Hospitals, med schools inspire physician adoption of handhelds
Efficiency and cost concerns push popularity
While handhelds are not yet as commonplace in the hospital as thermometers and blood pressure monitors, they are there, and increasingly in force. Wake Forest University School of Medicine now gives all third-year medical students an IBM WorkPad (IBMs version of the Palm) as they begin their clinical clerkships, reports Johannes Boehme, associate dean of academic computing. Thats 115 doctors-in-training who will enter their practices using a handheld right from the start.
One way these student docs are using WorkPads is to track the kinds and number of medical procedures, such as caesarean deliveries, they participate in. Such record-keeping is required for their accreditation as physicians. Also on the device is a pharmaceutical reference guide, as well as more common scheduling and address book functions. E-mail functionality will be added during the next year.
Dan Glessner, director of enterprise marketing at Palm, believes that handhelds are so well suited to medical applications that medical training will change to accommodate them. Glessner predicts, for instance, that much of the information students now memorize can be referenced from a handheld.

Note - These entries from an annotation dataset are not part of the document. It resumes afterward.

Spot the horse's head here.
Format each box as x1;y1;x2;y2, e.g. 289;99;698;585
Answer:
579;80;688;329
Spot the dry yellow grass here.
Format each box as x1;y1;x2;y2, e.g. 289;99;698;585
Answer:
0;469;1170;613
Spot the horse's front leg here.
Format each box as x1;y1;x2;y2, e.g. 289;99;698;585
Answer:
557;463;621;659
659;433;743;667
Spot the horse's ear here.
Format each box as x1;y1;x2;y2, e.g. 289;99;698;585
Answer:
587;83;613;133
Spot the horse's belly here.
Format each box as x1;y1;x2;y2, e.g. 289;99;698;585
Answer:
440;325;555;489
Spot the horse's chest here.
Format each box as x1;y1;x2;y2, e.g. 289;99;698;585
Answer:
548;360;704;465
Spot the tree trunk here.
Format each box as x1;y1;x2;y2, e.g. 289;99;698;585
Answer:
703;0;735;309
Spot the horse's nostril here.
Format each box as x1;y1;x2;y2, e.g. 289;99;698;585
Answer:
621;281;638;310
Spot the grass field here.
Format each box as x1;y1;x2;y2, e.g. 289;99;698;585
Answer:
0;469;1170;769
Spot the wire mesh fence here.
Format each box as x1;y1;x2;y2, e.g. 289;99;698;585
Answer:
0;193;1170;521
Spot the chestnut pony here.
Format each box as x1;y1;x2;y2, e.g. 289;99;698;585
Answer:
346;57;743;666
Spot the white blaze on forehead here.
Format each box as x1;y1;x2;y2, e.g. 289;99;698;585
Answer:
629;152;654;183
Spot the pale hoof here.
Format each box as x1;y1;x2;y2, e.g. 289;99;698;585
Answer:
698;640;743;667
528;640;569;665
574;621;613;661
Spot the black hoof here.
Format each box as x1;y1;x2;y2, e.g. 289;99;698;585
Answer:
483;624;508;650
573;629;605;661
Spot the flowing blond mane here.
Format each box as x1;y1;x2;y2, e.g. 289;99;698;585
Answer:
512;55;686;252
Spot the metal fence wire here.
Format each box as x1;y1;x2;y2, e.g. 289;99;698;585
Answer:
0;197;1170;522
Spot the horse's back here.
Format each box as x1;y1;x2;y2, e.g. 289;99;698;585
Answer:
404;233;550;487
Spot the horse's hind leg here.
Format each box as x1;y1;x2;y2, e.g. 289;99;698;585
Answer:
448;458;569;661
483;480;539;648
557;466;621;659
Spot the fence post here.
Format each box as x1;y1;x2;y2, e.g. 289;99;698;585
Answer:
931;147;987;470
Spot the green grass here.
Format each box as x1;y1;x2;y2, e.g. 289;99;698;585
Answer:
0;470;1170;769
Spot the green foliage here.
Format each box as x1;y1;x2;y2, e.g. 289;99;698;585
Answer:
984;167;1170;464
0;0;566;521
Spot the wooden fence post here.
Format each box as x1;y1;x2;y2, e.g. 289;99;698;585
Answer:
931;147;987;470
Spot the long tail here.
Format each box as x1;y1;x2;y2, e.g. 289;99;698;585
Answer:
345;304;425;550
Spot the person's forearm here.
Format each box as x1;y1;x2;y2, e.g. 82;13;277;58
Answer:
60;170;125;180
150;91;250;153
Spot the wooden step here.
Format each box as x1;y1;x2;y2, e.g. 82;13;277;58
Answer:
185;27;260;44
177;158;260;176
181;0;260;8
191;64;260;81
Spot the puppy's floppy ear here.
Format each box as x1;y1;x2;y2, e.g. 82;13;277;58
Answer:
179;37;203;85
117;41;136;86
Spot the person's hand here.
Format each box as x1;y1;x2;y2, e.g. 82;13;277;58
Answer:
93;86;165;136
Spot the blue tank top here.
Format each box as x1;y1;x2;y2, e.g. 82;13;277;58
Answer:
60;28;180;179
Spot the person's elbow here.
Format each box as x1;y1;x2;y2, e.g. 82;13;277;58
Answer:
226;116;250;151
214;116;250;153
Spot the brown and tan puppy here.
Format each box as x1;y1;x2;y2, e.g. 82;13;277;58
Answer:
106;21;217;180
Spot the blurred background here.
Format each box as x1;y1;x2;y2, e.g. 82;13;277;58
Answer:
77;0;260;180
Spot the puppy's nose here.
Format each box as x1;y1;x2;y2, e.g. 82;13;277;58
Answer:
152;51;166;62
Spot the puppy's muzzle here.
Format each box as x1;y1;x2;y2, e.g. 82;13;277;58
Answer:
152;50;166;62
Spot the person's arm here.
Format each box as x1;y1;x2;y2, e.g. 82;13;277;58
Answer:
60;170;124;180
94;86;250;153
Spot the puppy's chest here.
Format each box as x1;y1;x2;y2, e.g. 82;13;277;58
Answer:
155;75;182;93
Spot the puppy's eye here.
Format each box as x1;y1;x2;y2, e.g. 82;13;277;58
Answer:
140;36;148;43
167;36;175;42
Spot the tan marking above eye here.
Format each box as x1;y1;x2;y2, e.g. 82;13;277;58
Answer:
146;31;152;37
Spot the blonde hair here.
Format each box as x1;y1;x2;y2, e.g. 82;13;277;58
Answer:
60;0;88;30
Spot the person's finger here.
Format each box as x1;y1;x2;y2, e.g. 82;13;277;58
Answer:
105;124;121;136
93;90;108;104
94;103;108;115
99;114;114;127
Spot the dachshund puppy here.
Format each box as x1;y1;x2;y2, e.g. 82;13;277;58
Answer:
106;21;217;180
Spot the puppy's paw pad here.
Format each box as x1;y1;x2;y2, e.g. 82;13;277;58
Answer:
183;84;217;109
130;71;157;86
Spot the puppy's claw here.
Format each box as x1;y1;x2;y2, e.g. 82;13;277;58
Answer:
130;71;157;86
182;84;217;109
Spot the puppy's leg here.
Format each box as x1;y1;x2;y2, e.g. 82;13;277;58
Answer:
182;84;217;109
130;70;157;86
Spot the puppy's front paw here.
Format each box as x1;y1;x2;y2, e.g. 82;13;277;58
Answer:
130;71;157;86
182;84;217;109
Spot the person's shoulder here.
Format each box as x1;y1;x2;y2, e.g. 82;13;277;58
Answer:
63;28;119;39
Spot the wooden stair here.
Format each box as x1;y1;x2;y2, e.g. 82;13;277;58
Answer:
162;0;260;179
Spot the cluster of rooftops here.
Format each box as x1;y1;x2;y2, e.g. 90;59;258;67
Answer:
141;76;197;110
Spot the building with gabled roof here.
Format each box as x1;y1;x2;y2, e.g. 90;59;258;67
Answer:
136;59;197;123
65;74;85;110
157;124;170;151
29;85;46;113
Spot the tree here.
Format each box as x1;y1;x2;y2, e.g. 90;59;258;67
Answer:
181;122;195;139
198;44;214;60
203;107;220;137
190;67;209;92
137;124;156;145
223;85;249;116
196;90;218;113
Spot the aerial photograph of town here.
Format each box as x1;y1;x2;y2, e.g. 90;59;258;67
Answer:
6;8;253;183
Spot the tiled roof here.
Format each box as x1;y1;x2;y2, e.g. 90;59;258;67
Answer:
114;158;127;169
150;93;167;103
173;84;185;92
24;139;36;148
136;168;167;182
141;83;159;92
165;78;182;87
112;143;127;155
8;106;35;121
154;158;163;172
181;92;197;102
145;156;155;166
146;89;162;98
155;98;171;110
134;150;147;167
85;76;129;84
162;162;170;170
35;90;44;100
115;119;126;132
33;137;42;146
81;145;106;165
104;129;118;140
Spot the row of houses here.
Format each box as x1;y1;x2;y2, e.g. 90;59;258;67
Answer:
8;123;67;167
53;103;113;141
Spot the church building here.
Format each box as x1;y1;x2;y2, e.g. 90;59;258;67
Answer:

Cedars-Sinai Medical Center is going heavily toward the Palm, with an estimated 200 physicians carrying wireless Palm VIIs and an additional uncounted number using other Palm models. The use of the Palms, said Dr. Ray Duncan, director of architecture and technology for Cedars-Sinai, has so far been rather ad hoc.
This was an unfunded project that we originally did for fun, he said. The physicians who want to use the wireless apps have to buy the Palm VIIs out of their own budgets.
Cedars-Sinai physicians use the Palms mainly for remote access to medical records and other data stored at the hospital, and Duncan said the main benefit of the Palm is instant access to clinical information. The hospital is expected to supply Palms to all of its interns and residents next year as part of a formal program.